Foto: Divulgação/TV Brasil
Ela conta que isso foi se multiplicando e hoje dá aulas em faculdades como a Santa Marcelina, Fundação das Artes e, também no Lar das Crianças da CIP, uma OSC (Organização da Sociedade Civil) que atende 400 crianças no contraturno escolar, 100 delas participando de oficinas semanais de violão. "...eu faço um trabalho com ensino coletivo que abrange todas as idades, desde os pequenos do Lar das Crianças, até os futuros profissionais".
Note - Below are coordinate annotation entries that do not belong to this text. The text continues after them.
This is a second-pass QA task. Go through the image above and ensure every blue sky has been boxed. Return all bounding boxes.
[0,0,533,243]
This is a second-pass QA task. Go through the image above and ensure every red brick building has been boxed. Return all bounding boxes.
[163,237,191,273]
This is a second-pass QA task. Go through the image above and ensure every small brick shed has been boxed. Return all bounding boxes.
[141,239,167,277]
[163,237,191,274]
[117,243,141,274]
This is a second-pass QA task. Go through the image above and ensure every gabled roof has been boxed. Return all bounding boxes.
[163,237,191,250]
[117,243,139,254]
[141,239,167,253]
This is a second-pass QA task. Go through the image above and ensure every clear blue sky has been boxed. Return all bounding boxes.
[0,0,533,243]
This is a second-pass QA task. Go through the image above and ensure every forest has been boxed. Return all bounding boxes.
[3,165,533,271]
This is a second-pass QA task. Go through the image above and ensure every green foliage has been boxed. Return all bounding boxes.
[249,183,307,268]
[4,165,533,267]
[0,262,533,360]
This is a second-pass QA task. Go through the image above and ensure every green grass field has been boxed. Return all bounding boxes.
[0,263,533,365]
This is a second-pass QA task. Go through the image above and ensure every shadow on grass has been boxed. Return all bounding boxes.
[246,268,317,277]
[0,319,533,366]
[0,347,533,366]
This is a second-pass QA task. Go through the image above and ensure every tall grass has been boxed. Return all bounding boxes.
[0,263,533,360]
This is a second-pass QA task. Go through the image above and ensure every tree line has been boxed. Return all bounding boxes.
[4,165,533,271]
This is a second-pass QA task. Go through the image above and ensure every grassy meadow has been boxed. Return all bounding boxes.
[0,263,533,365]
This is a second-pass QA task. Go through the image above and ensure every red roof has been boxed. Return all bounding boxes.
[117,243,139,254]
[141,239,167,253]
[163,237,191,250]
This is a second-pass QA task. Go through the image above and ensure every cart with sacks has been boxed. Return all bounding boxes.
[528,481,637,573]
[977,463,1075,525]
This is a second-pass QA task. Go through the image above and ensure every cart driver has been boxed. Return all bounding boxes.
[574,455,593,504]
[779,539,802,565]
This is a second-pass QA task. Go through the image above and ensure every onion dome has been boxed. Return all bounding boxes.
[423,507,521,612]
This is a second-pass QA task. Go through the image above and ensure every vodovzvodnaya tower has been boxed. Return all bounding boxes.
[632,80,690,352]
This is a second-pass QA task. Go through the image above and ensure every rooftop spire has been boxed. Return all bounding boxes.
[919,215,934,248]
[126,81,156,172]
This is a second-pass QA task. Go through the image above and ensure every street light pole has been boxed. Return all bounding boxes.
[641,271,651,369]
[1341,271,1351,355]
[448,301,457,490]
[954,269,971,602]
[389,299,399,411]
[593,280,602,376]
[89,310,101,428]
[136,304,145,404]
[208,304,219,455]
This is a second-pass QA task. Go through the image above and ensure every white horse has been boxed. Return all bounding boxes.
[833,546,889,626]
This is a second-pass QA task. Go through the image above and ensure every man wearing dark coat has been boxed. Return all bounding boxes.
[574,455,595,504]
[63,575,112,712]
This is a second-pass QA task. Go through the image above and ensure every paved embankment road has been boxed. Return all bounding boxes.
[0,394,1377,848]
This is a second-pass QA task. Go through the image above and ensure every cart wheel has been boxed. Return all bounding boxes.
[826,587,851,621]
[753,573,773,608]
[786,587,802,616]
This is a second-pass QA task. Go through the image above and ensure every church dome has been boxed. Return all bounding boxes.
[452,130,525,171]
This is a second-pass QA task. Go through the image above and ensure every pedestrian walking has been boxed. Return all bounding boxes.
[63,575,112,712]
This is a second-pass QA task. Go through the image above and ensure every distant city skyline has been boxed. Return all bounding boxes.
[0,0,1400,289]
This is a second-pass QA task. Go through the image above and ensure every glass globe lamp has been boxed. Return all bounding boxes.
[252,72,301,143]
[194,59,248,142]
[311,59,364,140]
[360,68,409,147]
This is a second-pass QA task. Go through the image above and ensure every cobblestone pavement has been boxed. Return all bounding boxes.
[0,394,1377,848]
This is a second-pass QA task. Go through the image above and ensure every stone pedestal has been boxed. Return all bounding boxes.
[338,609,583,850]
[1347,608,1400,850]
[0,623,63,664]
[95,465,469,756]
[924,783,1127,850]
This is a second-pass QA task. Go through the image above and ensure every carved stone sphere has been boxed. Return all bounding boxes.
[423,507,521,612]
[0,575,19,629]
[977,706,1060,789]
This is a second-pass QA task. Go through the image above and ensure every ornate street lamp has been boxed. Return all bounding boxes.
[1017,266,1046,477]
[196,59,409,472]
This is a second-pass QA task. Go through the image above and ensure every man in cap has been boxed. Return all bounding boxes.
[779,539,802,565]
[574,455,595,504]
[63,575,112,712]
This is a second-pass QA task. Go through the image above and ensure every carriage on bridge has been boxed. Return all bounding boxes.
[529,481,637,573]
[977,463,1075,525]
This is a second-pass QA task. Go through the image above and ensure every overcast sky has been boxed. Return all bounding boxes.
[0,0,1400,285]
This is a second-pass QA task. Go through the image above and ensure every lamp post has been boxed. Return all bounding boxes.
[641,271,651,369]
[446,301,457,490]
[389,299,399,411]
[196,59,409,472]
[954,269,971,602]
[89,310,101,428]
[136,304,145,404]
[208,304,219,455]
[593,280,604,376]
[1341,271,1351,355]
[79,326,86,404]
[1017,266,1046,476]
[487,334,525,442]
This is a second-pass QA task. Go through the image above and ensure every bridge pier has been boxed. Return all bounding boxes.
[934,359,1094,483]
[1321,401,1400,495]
Paola faz doutorado na USP sobre ensino coletivo e conta que todas essas atividades sempre acompanharam a atividade de instrumentista. "Eu comecei a fazer recitais no início da minha carreira tocando com uma flautista. Nós tínhamos um duo flauta e violão de música erudita, tocávamos bastante, fazíamos recitais pela cidade. Então, conhecemos uma cavaquinista que nos convidou para montar um grupo de choro de mulheres. Chamamos uma percussionista e assim nasceu, há 26 anos, "As Choronas".
Foto: Divulgação
Paola explica que o grupo se propõe pesquisar o choro, as obras clássicas, mas também estimula a composição de novos choros. "Nós gostamos de trazer um repertório novo de choro. Hoje somos um grupo feminino de referência. Não criamos o grupo pensando nisso, mas confesso que hoje adoro estar nesse lugar de referência, porque esse é um assunto cada vez mais importante para falarmos. Acabei de ver o resultado de um concurso de composição musical e não tem mulheres, a mostra de música instrumental paulista não tinha nenhum grupo feminino."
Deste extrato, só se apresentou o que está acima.